An interesting article in Wesley Fryers’s blog about his creation of a multimedia version of his ebook Playing with Media: simple ideas for powerful sharing.  Here is one of his several points:

4. Name EPUB Image and Video Files Carefully

Generally I follow strict file naming conventions when sharing online. I use all lowercase characters in file names, avoid special characters and spaces, and use hyphens when needed in longer file names. Thankfully I automatically followed those conventions for most of the 133 images included in my eBook and the 17 referenced videos. I did NOT follow those conventions in all cases, however, and that turned out to be one cause of validation errors in my EPUB files tonight. Apple offers the following five possibilities for why an uploaded EPUB file might not properly validate:

  • Your EPUB contains files not listed in the manifest. This error is not generally caught by EPUBCheck. All files must be listed in the manifest, or there is no way to confirm that they are intended for distribution.
  • Your EPUB contains characters that are not UTF-8 or UTF-16. This is typically caused by including accented or other special characters in the EPUB. If they are not properly encoded, they will not appear as expected when the customer reads your book. iTunes Producer lists the exact files that have these issues in the delivery error report.
  • XHTML namespace is not properly declared in all HTML in your EPUB. This is a strict requirement for the EPUB standard. Check to ensure the proper namespace is declared in each HTML document. See the current spec at http://www.idpf.org/2007/ops/ops2.0/download/.
  • All date formats are not full and complete. There are strict requirements for dates listed in the EPUB OPF and NCX files. Check to see that they are complete and properly formatted.
  • Your filenames have spaces or encoded characters.

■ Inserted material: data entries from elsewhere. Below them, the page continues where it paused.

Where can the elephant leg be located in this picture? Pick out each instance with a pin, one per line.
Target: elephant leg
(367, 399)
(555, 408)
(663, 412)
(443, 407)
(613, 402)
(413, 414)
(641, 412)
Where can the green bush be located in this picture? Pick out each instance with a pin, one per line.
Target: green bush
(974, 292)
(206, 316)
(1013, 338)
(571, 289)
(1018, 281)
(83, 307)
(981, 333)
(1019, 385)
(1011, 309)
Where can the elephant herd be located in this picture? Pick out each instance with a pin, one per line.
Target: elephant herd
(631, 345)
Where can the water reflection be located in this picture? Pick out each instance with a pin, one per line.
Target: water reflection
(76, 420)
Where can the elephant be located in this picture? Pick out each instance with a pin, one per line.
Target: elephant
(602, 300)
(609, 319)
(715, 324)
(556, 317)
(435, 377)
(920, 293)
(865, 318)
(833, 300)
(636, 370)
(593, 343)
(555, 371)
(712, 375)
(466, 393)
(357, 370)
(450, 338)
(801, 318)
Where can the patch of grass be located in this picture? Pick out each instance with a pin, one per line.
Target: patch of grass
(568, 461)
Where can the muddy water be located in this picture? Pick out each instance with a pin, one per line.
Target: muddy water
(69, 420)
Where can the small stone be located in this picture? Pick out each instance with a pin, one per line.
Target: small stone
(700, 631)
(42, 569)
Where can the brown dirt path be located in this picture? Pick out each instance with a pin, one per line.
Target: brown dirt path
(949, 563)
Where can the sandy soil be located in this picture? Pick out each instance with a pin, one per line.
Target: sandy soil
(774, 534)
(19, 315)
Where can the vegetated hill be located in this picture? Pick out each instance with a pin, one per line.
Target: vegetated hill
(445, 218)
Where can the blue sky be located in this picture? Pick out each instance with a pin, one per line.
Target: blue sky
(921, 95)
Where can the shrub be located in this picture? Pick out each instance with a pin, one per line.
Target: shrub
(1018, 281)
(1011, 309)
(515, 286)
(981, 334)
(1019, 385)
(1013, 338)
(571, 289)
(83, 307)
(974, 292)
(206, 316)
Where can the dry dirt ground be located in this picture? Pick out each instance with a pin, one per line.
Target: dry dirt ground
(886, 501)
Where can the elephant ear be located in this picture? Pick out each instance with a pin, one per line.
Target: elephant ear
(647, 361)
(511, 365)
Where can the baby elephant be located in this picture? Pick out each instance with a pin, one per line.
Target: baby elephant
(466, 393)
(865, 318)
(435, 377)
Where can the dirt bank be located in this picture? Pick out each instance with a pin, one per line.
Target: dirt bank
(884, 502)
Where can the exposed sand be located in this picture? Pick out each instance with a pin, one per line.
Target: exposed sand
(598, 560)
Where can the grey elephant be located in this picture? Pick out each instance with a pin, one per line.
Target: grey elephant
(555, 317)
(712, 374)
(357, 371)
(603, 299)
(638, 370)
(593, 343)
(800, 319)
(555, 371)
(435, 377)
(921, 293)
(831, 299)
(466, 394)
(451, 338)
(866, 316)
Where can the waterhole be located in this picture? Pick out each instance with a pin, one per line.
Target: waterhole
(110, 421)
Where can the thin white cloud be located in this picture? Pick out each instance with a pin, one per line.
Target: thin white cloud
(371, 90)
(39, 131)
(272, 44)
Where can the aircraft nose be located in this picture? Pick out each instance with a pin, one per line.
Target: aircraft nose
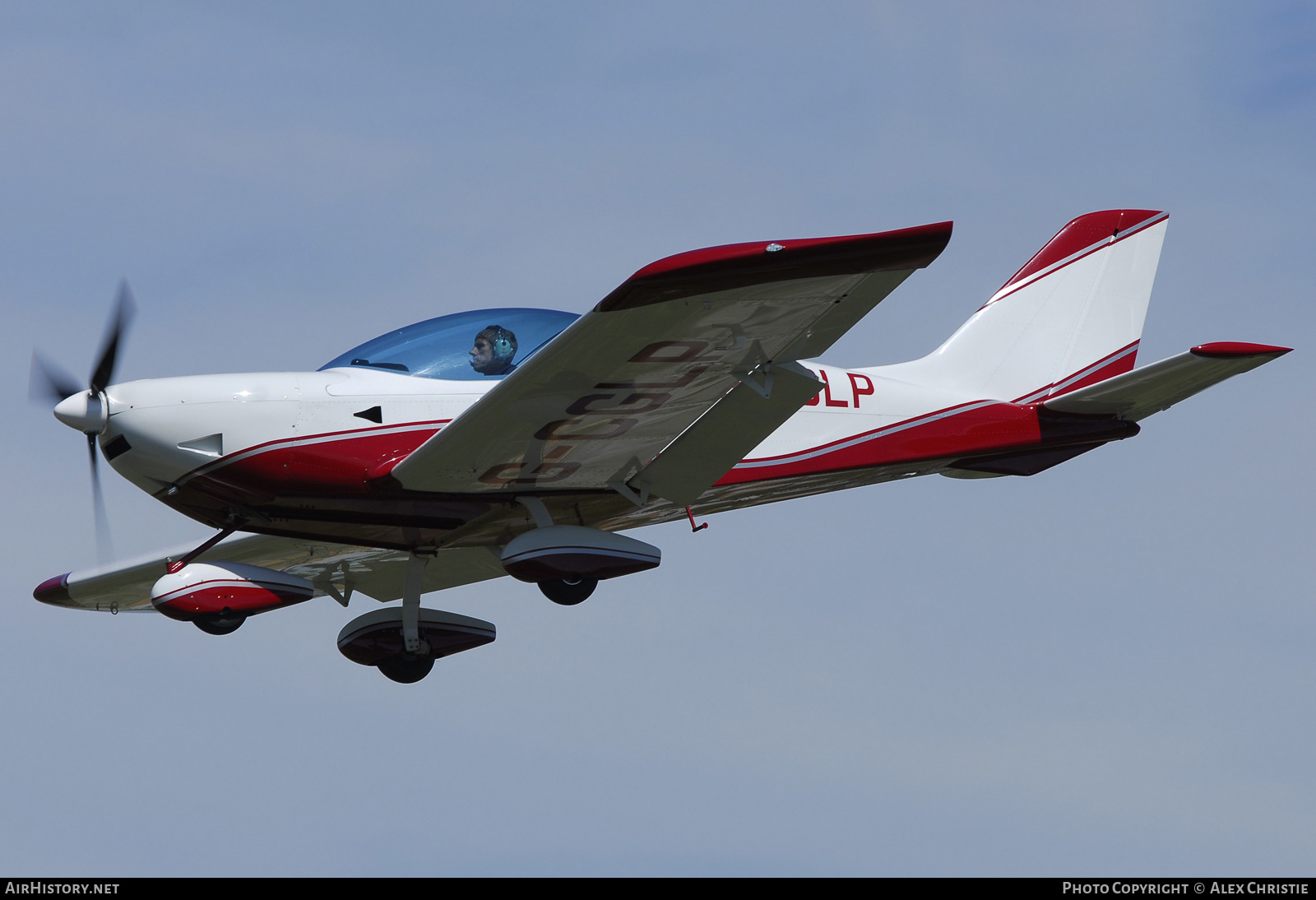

If your EPUB has any spaces in filenames, be sure the spaces are properly encoded in the EPUB manifest by using “%20″ in their place. Filenames may not contain periods (“.”) other than to separate the filename from its extension.

Avoid nightmarish EPUB validation errors like these

I wish I’d known, at the start of this writing project, that I needed to follow strict conventions for filenames. That could have saved several hours of work today. Also, it would have been nice to know about this clever workaround for providing alternative text for embedded videos when people use screen readers with your EPUB eBook.